WeTrace -- A Privacy-preserving Mobile COVID-19 Tracing Approach and Application
This addresses the need for privacy-preserving digital contact tracing during the COVID-19 pandemic, offering a solution that balances public health and individual privacy, though it appears incremental as it builds on existing Bluetooth-based methods with cryptographic enhancements.
The paper tackles the problem of COVID-19 contact tracing while preserving individual privacy by proposing WeTrace, a mobile application that uses Bluetooth Low Energy and asymmetric cryptography to enable anonymous communication, ensuring that receivers know messages are intended for them without identifying the sender.
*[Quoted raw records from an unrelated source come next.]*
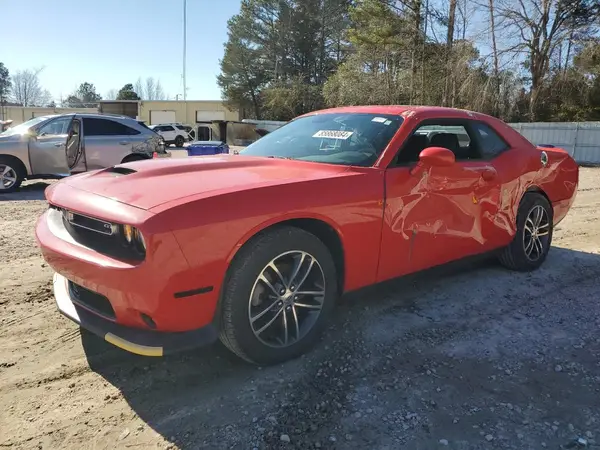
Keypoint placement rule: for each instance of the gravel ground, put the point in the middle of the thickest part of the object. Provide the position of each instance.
(469, 357)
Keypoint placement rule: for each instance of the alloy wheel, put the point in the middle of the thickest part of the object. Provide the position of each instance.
(286, 299)
(536, 233)
(8, 177)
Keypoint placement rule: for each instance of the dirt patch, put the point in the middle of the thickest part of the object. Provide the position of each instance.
(465, 358)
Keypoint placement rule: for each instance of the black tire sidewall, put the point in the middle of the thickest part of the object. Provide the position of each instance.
(18, 171)
(530, 201)
(243, 274)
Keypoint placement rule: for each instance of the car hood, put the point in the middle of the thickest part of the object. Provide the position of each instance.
(151, 183)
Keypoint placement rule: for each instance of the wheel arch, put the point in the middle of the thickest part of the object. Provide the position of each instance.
(323, 229)
(534, 189)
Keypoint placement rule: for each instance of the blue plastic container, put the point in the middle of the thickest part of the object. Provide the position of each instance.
(201, 148)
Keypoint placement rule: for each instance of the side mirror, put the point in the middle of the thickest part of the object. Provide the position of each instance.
(436, 157)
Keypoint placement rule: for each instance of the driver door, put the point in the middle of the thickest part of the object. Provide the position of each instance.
(47, 147)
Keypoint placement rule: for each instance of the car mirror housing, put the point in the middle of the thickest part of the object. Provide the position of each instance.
(436, 157)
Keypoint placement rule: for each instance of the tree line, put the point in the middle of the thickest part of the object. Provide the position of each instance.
(520, 60)
(25, 89)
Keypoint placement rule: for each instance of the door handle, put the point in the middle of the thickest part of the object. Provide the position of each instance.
(488, 174)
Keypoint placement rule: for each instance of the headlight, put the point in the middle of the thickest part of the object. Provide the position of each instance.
(134, 237)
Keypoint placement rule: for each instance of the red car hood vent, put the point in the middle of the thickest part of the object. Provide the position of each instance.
(119, 170)
(149, 183)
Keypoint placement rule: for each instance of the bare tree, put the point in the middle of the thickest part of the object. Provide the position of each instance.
(448, 98)
(27, 90)
(150, 89)
(541, 26)
(495, 58)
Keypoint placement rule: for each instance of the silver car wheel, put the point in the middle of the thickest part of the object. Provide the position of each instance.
(8, 177)
(286, 299)
(536, 233)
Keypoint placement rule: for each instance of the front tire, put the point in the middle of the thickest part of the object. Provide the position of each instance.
(131, 158)
(11, 175)
(529, 248)
(278, 294)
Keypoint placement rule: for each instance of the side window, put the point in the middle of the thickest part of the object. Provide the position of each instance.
(106, 127)
(55, 127)
(453, 137)
(489, 142)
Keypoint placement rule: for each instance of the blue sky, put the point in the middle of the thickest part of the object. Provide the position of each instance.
(113, 42)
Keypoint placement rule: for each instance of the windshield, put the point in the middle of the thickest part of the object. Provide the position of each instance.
(354, 139)
(23, 127)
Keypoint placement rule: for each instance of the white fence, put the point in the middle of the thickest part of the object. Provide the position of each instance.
(580, 139)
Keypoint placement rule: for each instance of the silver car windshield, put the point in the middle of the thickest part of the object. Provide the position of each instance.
(23, 127)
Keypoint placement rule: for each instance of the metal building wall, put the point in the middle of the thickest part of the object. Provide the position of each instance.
(580, 139)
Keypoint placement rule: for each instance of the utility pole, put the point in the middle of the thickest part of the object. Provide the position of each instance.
(184, 48)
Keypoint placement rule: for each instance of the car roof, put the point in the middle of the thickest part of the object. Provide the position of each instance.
(402, 110)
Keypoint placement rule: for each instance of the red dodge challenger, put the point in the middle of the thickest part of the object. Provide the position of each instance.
(163, 255)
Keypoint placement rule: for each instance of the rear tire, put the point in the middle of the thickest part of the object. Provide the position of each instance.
(529, 248)
(290, 316)
(12, 174)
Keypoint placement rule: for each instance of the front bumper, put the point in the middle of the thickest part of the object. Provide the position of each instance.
(134, 340)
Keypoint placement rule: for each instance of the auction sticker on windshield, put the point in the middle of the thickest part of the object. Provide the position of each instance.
(333, 134)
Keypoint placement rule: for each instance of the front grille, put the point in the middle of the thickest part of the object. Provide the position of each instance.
(91, 300)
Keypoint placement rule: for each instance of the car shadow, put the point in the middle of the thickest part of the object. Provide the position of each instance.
(33, 190)
(185, 397)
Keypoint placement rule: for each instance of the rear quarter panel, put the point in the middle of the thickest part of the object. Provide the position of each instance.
(210, 231)
(522, 170)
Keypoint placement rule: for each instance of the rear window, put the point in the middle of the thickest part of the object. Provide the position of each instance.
(106, 127)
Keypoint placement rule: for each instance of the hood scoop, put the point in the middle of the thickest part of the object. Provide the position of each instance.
(120, 170)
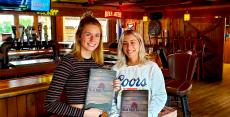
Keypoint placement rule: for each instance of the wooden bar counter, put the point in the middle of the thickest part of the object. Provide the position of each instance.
(24, 97)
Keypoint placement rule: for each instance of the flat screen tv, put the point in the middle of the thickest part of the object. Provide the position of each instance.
(25, 5)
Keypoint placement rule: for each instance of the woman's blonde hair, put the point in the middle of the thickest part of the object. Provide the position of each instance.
(97, 55)
(122, 58)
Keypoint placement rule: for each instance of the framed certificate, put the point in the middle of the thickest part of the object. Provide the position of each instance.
(100, 89)
(134, 103)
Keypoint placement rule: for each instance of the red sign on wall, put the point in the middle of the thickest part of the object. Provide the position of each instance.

For the protection of people and society against harm and health threats -- especially for the COVID-19 pandemic -- a variety of different disciplines needs to be involved. The data collection of very basic and health-related data of individuals in today's highly mobile society does help to plan, protect, and identify next steps health authorities and governments can, shall, or need to plan for or even implement. Thus, every individual, every human, and every inhabitant of the world is the key player -- very different to many past crises'. And since the individual is involved -- all individuals -- his/her (a) health and (b) privacy shall be considered in a very carefully crafted balance, not overruling one aspect with another one or even prioritizing certain aspects. Privacy remains the key. Thus, the solution of the current pandemic's data collection can be based on a fully privacy-preserving application, which can be used by individuals on their mobile devices, such as smartphones, while maintaining at the same time their privacy. Additionally, respective data collected in such a fully distributed setting does help to confine the pandemic and can be achieved in a democratic and very open, but still and especially privacy-protecting world. Therefore, the WeTrace approach and application as described in this paper utilizes the Bluetooth Low Energy (BTE) communication channel, many modern mobile devices offer, where asymmetric cryptography is being applied to allows for the decyphering of a message for that destination it had been intended for. Since literally every other potential participant only listens to random data, even a brute force attack will not succeed. WeTrace and its Open Source implementation is the only known approach so far, which ensures that any receiver of a message knows that this is for him/her, but does not know who the original sender was.